ResNet¶

ConvNet Image Classification

class lucid.models.ResNet(block: Module, layers: list[int], num_classes: int = 1000, in_channels: int = 3, stem_width: int = 64, stem_type: Literal['deep'] | None = None, avg_down: bool = False, channels: tuple[int] = (64, 128, 256, 512), block_args: dict[str, Any] = {})¶

The ResNet class provides an implementation of the ResNet architecture. It allows flexibility in specifying custom block types, layer configurations, and hyperparameters, making it suitable for a wide range of tasks in computer vision.

Class Signature¶

class lucid.nn.ResNet(
    block: nn.Module,
    layers: list[int],
    num_classes: int = 1000,
    in_channels: int = 3,
    stem_width: int = 64,
    stem_type: Literal["deep"] | None = None,
    channels: tuple[int] = (64, 128, 256, 512),
    block_args: dict[str, Any] = {},
)

Parameters¶

block (nn.Module):
The building block module used for the ResNet layers. Typically, this is a residual block such as BasicBlock or Bottleneck.
layers (list[int]):
Specifies the number of blocks in each stage of the network.
num_classes (int, optional):
Number of output classes for the final fully connected layer. Default: 1000.
in_channels (int, optional):
Number of input channels for the input images. Default: 3.
stem_width (int, optional):
Number of output channels for the initial convolutional stem. Default: 64.
stem_type (Literal[“deep”] | None, optional):
Specifies the type of stem. If “deep,” a deeper stem with multiple layers is used. If None, a standard single-layer stem is used. Default: None.
channels (tuple[int], optional):
Defines the output channel sizes for each stage of the network. Default: (64, 128, 256, 512).
block_args (dict[str, Any], optional):
Additional keyword arguments passed to the block module during construction.

Attributes¶

stem (nn.Module):
The initial stem layer that processes the input tensor.
layers (list[nn.Module]):
A list of stages, each containing a sequence of blocks.
num_classes (int):
Stores the number of output classes.
block (nn.Module):
Stores the block type used for building the layers.

Forward Calculation¶

The forward pass of the ResNet model includes:

Stem: Initial convolutional layers for feature extraction.
Residual Stages: Each stage consists of multiple blocks defined by the layers parameter.
Global Pooling: A global average pooling layer reduces the spatial dimensions.
Classifier: A fully connected layer maps the features to class scores.

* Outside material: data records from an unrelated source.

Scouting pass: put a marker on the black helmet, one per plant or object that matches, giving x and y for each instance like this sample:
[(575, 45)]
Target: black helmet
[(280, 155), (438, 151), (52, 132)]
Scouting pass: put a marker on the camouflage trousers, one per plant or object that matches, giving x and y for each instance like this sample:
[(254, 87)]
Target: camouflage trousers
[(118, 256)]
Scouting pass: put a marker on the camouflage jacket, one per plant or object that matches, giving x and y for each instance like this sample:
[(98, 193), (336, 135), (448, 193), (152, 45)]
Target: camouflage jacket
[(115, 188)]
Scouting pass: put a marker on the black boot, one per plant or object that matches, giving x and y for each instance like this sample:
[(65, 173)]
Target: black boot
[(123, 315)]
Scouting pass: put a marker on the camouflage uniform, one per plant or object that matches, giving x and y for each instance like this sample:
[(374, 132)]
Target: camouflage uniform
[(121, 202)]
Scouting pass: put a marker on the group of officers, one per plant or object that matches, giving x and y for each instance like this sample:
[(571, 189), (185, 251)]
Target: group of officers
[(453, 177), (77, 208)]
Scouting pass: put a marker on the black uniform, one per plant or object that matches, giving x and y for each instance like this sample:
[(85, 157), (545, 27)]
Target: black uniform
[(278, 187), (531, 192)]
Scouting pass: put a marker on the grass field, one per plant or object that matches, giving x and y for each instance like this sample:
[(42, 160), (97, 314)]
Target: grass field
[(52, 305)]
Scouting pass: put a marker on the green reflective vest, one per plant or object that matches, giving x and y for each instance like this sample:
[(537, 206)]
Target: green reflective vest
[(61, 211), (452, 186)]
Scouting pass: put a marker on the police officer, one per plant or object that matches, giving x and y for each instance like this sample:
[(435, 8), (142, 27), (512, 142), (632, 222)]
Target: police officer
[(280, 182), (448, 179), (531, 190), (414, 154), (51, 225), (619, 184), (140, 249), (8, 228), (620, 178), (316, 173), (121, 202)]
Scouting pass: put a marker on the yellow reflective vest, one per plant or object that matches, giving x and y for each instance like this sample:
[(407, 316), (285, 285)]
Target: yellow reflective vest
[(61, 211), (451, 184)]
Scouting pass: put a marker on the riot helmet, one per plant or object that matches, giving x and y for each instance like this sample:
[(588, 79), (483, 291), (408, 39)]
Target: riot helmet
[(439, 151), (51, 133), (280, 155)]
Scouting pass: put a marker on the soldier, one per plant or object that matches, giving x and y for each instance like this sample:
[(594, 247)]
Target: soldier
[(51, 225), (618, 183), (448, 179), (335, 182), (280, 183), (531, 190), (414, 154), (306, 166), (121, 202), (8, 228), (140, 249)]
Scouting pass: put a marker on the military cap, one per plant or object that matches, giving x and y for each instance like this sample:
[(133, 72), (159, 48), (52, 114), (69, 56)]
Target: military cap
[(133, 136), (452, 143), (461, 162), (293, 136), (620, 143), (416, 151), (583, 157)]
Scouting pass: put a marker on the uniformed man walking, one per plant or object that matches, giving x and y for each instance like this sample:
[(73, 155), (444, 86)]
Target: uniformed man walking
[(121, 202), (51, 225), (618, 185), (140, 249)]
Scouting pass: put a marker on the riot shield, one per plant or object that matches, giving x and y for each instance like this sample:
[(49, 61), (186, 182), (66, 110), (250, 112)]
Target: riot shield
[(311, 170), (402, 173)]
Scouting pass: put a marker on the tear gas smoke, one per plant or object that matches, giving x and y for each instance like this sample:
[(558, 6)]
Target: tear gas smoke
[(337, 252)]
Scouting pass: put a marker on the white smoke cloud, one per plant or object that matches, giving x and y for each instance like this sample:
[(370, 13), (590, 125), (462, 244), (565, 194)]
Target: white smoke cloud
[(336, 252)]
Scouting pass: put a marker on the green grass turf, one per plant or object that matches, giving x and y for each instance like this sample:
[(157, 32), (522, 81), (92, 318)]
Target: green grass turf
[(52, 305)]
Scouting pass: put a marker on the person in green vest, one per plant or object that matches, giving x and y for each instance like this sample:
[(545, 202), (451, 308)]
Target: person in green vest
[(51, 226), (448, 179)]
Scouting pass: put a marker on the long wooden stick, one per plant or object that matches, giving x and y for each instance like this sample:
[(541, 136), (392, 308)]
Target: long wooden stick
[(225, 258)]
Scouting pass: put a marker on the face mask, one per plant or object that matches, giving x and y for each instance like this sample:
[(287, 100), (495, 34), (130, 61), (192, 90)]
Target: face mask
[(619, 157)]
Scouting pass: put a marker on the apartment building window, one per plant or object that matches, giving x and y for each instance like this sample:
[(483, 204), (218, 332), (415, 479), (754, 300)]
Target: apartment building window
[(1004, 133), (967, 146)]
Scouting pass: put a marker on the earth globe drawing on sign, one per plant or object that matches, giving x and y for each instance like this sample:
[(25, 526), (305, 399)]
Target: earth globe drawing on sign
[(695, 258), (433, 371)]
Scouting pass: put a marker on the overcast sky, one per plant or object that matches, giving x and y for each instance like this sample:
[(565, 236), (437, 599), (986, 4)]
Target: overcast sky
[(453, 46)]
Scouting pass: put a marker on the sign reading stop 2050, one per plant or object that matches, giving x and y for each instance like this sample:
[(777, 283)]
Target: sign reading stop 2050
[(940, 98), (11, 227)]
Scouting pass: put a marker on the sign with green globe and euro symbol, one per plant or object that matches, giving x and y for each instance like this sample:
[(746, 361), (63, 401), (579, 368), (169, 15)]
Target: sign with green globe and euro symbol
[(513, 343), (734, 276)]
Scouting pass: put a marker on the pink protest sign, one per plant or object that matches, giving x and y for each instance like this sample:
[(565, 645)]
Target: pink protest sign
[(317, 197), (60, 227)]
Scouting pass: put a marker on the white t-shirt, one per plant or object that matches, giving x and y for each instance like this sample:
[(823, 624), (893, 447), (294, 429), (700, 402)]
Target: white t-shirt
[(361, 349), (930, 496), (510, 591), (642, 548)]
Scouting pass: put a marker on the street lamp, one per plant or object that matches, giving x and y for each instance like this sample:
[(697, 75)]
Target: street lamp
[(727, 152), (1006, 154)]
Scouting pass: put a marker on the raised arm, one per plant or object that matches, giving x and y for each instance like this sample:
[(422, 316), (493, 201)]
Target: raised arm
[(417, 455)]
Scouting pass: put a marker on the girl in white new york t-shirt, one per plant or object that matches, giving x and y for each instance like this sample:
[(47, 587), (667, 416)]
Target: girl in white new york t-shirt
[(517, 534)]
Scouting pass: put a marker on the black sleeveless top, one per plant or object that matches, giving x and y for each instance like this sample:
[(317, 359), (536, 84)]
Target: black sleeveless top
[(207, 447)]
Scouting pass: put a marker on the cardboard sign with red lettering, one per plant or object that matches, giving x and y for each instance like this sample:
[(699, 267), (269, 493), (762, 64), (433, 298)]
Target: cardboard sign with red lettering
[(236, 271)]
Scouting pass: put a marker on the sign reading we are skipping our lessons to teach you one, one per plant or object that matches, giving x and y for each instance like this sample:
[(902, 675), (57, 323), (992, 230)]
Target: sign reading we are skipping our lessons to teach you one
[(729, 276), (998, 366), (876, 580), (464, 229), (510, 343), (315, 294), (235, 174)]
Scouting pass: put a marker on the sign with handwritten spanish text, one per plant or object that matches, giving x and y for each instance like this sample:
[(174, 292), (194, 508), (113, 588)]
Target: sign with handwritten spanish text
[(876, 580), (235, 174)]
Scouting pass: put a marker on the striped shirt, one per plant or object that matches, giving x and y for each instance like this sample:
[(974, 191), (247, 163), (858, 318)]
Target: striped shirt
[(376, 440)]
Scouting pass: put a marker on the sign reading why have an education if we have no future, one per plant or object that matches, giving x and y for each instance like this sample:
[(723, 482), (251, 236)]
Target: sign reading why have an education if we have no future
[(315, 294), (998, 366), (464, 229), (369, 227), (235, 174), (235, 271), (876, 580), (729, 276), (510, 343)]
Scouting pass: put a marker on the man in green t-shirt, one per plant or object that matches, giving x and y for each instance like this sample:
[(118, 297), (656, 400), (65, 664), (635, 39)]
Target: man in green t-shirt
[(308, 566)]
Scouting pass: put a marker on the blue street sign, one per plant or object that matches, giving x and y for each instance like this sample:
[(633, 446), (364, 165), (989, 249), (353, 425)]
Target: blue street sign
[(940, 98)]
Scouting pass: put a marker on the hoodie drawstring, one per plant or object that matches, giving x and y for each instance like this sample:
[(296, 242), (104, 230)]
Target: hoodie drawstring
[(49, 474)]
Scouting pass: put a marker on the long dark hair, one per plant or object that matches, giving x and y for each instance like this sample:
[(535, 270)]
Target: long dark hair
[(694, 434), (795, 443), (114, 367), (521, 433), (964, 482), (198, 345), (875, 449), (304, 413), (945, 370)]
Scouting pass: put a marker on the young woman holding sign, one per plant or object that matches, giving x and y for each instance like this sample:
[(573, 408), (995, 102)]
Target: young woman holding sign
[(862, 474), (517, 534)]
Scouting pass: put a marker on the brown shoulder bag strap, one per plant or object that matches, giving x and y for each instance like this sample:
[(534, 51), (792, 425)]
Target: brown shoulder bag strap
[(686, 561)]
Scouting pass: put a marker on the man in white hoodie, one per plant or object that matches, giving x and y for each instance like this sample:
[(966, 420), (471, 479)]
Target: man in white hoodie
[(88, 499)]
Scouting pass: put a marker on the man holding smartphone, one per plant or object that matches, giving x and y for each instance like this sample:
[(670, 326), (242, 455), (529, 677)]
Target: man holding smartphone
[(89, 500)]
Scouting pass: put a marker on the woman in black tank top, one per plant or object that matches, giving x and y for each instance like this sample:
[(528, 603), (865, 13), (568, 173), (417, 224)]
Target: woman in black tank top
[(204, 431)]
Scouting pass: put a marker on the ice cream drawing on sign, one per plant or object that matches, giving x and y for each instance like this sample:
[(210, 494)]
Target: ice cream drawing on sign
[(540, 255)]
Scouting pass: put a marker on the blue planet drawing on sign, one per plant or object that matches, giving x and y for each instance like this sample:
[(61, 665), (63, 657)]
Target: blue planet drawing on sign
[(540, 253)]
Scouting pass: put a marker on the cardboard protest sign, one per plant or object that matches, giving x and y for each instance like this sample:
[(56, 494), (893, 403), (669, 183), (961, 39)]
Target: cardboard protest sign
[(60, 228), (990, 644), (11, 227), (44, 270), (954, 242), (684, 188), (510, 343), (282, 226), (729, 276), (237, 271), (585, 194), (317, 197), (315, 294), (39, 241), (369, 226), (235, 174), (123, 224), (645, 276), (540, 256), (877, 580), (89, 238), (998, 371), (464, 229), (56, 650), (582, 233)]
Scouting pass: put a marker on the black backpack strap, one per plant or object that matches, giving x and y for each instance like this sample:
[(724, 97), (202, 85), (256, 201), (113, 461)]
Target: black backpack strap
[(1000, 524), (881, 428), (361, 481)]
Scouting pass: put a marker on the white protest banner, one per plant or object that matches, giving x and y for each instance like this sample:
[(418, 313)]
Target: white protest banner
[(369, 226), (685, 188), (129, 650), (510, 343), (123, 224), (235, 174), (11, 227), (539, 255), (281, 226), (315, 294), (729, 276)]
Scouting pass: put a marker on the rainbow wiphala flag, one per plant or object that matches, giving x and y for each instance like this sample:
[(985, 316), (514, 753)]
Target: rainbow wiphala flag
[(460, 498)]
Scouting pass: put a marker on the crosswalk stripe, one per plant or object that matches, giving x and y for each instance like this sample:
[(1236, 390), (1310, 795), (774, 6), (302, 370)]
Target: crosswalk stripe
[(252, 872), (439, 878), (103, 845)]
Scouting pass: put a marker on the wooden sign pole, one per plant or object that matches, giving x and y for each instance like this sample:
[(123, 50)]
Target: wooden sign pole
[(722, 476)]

\[\text{output} = \text{FC}(\text{GAP}(\text{ResidualBlocks}(\text{Stem}(\text{input}))))\]

Examples¶

Basic Example:

>>> import lucid.nn as nn
>>> from lucid.models.blocks import BasicBlock
>>> layers = [3, 4, 6, 3]  # Configuration for ResNet-50
>>> model = nn.ResNet(block=BasicBlock, layers=layers, num_classes=1000)
>>> input_tensor = Tensor(np.random.randn(8, 3, 224, 224))  # Shape: (N, C, H, W)
>>> output = model(input_tensor)  # Forward pass
>>> print(output.shape)
(8, 1000)

Note

The ResNet class supports flexible configurations for custom tasks by modifying the block, layers, or channels parameters.
Adding a “deep” stem can improve feature extraction for larger or more complex datasets.